Containment — sometimes via drastic measures — has failed thus far to stop the COVID-19 virus. China attempted to seal off a city of 11 million people. Didn’t work. Japan put an entire cruise ship under quarantine. The infection spread anyway.
The past few days have seen significant outbreaks in Italy, Iran and South Korea. Crucially, some of the new clusters do not appear to be directly tied, for the first time, to the Chinese epicenter of the outbreak — an indication that the virus is breaking out globally.
The Trump administration gives every appearance of dangerous naivety about the outbreak, even as financial markets tremble. On Tuesday, as an official at the Centers for Disease Control and Prevention declared an outbreak of COVID-19 on these shores inevitable — not if it comes, but when and how severely — the president’s top economic advisor claimed: “We have contained this. I won’t say air-tight, but it’s pretty close to air-tight.”

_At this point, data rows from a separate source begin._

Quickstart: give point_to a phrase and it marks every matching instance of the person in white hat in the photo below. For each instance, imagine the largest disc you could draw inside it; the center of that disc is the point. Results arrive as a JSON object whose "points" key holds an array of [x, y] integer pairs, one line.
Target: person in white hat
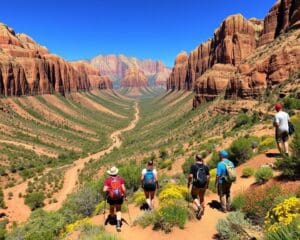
{"points": [[114, 187]]}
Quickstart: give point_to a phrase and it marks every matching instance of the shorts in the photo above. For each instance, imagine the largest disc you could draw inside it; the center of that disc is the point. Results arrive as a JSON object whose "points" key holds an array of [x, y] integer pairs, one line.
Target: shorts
{"points": [[115, 201], [150, 187], [198, 192], [281, 137]]}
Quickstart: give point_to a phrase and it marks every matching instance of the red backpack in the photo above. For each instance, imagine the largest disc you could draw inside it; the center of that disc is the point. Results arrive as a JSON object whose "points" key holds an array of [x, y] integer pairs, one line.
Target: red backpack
{"points": [[115, 190]]}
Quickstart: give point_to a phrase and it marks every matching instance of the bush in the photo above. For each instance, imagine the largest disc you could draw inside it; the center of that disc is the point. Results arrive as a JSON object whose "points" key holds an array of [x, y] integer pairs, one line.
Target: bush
{"points": [[242, 119], [239, 201], [263, 174], [172, 215], [282, 214], [35, 200], [290, 166], [289, 232], [241, 150], [247, 172], [267, 143], [233, 226]]}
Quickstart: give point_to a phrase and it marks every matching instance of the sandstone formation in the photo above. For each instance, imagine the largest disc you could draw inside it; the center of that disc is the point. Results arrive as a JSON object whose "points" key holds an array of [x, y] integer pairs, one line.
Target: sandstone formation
{"points": [[28, 68], [244, 57], [134, 77], [96, 80], [178, 74], [115, 67]]}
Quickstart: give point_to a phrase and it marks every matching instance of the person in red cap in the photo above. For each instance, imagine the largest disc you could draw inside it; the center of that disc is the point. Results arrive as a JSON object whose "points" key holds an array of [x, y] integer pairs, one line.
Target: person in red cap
{"points": [[281, 124]]}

When it comes to forecasting the process of COVID-19, we’ll side with the expert on communicative diseases over the former TV talking head. The United States cannot be hermetically sealed against this or any other virus.
It’s coming. And while the White House is sending out mixed messages — and Lord only knows what ill-informed impulses are percolating in the president’s brain — there are things the general public can, and should, do to prepare.
We can reduce the risk of infection: by regularly washing our hands, by staying home if sick, by getting the flu shot to reduce overcrowding at hospitals and clinics. Such common sense sanitation measures will mitigate the spread of this virus (and others). They won’t stop it.
Public officials may have to limit large gatherings when cases are identified in a particular locality. Such restrictions are anathema to a free society, but sometimes public health must be the overriding consideration.
What we can’t do is rely on the rapid development of a vaccine, which will take at least a year to develop and test. It will also take a significant investment, something neither the pharmaceutical companies nor the Trump Administration seems interested in. (Trump’s recently released budget plan calls for sharp cuts to the CDC.) That will have to change.